His head clonked into that of his quarry as he hit and the pair went down on the grass in a tangle. He hissed as the pain from this morning’s hip wound lanced through him at a particularly bad twist in the fall, but what was filling most of his mind was a ringing sound.
As the pair rolled to a halt, Varus tried to clear his head, his eyes blurred with the shock. Reaching up and only missing twice, he undid the leather thongs that kept the cheek plates of his helmet tied, and ripped the helm off, casting it away, where it rolled across the grass.
He could feel the tender part of his head where they had collided. It felt dangerously soft and even a gentle prod felt like someone driving a tent pole through his brain. Jove, but that hurt!
He realised that the man beneath him wasn’t moving, and tried to focus. The Gaul’s chest was rising and falling, so he was still alive. But as Varus none-too-gently turned him over, the huge lump and welt on the man’s head came into view. Of course. Varus was helmeted – the Gaul was not. He examined the man’s head briefly, but it didn’t appear to have cracked like an egg and there was no blood leaking from nose or ear to betray a serious internal injury.

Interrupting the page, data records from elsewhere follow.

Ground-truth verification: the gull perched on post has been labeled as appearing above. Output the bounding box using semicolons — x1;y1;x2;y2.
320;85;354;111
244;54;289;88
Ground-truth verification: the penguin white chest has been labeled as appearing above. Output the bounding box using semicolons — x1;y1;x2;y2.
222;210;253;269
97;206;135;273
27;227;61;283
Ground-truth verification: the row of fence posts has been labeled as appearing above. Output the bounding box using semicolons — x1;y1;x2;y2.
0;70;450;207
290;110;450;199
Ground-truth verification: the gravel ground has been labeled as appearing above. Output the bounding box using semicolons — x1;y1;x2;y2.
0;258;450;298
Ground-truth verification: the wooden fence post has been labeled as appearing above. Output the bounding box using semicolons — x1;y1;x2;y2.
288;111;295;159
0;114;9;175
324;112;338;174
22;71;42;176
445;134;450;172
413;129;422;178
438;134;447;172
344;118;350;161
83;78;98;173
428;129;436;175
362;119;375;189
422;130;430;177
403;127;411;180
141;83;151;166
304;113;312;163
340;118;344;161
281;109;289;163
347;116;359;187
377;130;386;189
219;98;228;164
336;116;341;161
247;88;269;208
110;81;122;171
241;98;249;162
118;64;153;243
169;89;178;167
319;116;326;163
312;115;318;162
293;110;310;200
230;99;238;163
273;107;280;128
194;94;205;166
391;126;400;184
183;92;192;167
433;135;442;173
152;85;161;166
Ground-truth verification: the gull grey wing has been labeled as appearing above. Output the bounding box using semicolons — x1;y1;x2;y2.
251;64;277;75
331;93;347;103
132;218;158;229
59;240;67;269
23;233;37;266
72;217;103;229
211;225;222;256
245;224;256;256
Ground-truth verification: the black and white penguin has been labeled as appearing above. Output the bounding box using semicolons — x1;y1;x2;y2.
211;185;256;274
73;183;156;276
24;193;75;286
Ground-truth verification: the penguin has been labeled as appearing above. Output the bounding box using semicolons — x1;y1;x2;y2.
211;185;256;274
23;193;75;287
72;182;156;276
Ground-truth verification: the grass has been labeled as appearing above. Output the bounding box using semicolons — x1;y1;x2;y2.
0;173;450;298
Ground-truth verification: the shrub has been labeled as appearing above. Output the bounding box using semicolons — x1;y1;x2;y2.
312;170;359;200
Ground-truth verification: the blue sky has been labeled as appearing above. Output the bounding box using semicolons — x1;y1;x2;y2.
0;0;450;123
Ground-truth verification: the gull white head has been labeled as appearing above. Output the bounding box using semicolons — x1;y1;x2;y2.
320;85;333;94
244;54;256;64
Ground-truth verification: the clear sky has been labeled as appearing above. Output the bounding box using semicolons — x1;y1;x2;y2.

The man would be seeing three of everything for a while though, and when he awoke it would feel like those same Greek dancers were cavorting inside his skull.
The man wore good bronze and gold torcs and arm-rings, the latter twisted into the shape of an ‘S’ with intricate design. His middle left finger bore a ring with the shape of a pentagram, and the one next to it a horse, again with an ‘S’ above it. Tell-tale designs of the Senones. There was little doubt in Varus’ mind that this was Drapes, the other important leader of the revolt. Grimly, still shaking his head in a vain attempt to clear it, Varus hauled the unconscious noble up and carried him across to his horse, where he threw him unceremoniously across its back behind the saddle. Gathering his helmet and the fallen swords, he arranged everything and mounted once more, turning to look back across the river.
The high ground near the ford was occupied by his cavalry, herding a few prisoners into a line. The riders in the river had finished off all but one of the fleeing men and were playing some sort of brutal game with him, batting him back and forth with the flat of their blades. The farm itself was now swarming with legionaries, who had also pushed a few die-hard Senones down to the river bank. The Germans, true to form, were finishing off those who had run into the river. The poor bastards had thought to swim away and achieve safety from the horsemen, but the Germans feared nothing, from gods through wars to even fire from Hades itself. He’d once seen a group of Caesar’s German cavalry leaping their horses over blazing kindling and beneath burning branches with very little clearance, just for sport.